## Introduction to Graph Theory

Graph theory is the study of mathematical objects known as “graphs” – a word to which graph theorists have given a rather special meaning. So we must start by defining exactly what a graph is.

Definition . $A$ graph $G$ is a finite nonempty set, $V(G)$, of objects, called vertices, together with a set, $E(G)$, of unordered pairs of distinct vertices. The elements of $E(G)$ are called edges.
For example, we might have
$$V(G)={1,2,3,4,5}$$
and
$$E(G)={{1,2},{1,3},{1,4},{2,3},{2,5},{3,4},{3,5},{4,5}}$$
For the sorts of results with which we are concerned, it is most convenient to consider the following geometric representation or diagram or drawing of a graph. On the page we draw a small circle to correspond to each vertex. For each edge we then draw a line between the corresponding pair of vertices. The only restriction on such a line is that it does not intersect the circle corresponding to any other vertex. For example, the above graph is represented in Figure $4.1(\mathrm{i})$, (ii) and (iii) in three ways.

If $e={u, v}$ then we say that $u$ and $v$ are adjacent vertices, and that edge $e$ is incident with vertices $u$ and $v .$ We can also say that the edge $e$ joins $u$ and $v$.

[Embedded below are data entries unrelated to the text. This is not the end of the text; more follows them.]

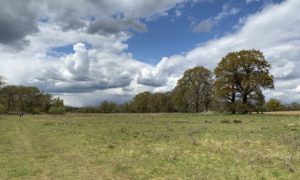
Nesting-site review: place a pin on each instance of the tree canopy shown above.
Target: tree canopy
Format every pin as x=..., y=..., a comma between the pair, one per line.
x=241, y=76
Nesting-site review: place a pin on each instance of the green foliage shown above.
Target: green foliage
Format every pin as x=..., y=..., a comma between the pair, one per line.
x=240, y=76
x=150, y=146
x=57, y=110
x=194, y=89
x=274, y=105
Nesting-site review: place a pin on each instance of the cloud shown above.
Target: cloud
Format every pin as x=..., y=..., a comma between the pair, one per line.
x=208, y=24
x=17, y=20
x=278, y=38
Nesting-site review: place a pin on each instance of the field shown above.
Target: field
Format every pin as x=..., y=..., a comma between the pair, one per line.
x=150, y=146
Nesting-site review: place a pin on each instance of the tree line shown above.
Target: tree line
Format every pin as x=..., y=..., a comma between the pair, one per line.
x=236, y=85
x=17, y=99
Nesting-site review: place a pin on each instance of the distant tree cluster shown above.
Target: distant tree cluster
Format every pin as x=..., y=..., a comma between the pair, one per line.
x=15, y=99
x=236, y=86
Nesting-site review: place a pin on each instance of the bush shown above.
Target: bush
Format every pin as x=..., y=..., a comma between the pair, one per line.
x=57, y=110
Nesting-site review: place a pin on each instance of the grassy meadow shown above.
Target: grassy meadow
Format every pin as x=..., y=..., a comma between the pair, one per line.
x=150, y=146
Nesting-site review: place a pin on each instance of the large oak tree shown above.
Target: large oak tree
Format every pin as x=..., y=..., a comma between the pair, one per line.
x=241, y=75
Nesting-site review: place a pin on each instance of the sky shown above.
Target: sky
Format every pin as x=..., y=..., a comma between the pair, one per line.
x=87, y=51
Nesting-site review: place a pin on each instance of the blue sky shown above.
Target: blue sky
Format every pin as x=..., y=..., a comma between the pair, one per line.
x=172, y=34
x=88, y=51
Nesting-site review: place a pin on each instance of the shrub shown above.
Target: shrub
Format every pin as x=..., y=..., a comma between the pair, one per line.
x=57, y=110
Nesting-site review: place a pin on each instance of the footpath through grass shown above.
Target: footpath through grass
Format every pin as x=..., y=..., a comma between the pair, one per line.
x=150, y=146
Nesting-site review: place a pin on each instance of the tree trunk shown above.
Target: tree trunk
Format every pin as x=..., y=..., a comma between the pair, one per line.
x=244, y=102
x=233, y=103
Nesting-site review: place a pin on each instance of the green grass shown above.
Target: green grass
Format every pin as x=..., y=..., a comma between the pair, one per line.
x=150, y=146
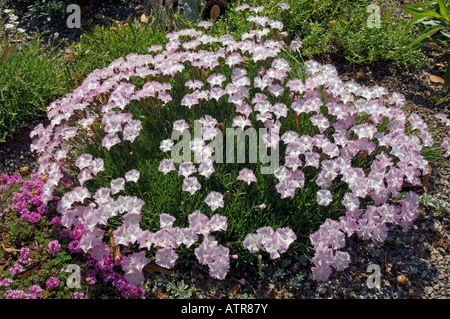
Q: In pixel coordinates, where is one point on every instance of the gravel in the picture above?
(415, 264)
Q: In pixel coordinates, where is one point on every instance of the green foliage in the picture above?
(435, 17)
(328, 25)
(48, 9)
(29, 80)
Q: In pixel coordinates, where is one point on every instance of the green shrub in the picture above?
(29, 80)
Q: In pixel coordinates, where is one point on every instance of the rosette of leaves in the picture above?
(435, 16)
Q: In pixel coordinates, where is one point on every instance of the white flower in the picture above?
(214, 200)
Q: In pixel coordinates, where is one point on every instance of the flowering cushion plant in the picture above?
(109, 155)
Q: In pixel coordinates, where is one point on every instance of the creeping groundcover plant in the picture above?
(140, 158)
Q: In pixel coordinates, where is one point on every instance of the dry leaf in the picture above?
(9, 250)
(236, 289)
(401, 279)
(436, 79)
(24, 170)
(151, 267)
(144, 18)
(215, 12)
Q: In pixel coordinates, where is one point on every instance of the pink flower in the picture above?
(117, 185)
(132, 176)
(52, 282)
(54, 247)
(110, 140)
(218, 269)
(324, 197)
(166, 220)
(252, 242)
(342, 259)
(205, 253)
(191, 185)
(321, 272)
(166, 258)
(214, 200)
(218, 223)
(246, 175)
(166, 166)
(186, 169)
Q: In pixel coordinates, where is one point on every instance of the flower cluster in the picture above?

Vertices adjacent to a vertex $u$ are called neighbours of $u$. The set of neighbours of $u$ is denoted $N(u) .$ A graph is completely specified by the pairs of vertices that are adjacent, and the only function of a line in the drawing, representing an edge, is to indicate that two vertices are adjacent. In (i) of Figure $4.1$, no edge crosses another; in (ii) of Figure $4.1$, the edge ${1,4}$ crosses edges ${2,5}$ and ${3,5}$. A graph which can be represented with no edges crossing is said to be planar, so our graph $G$ is planar by Figure $4.1(\mathrm{i})$

We give a few examples to illustrate the variety of settings in which graphs arise.

Example The word graph $W_{n}$ is the graph having $V\left(W_{n}\right)$ equal to the set of all English words having exactly $n$ letters. Two words are adjacent if one can be obtained from the other by replacing exactly one letter by another (in the same position). For example, seat is adjacent to sent in $W_{4} .$ In Figure $4.2$ we show a drawing of part of $W_{3}$

Example Given the street map of a city, one can define a street map graph as follows. There is a vertex for each street intersection, and an edge for each part of a street joining two intersections and traversing no other intersections. An example is given in Figure 4.3, where intersections are numbered to make the correspondence clear. Such graphs are useful in solving certain kinds of routing and scheduling problems, such as garbage pickup, or delivery of newspapers to carriers.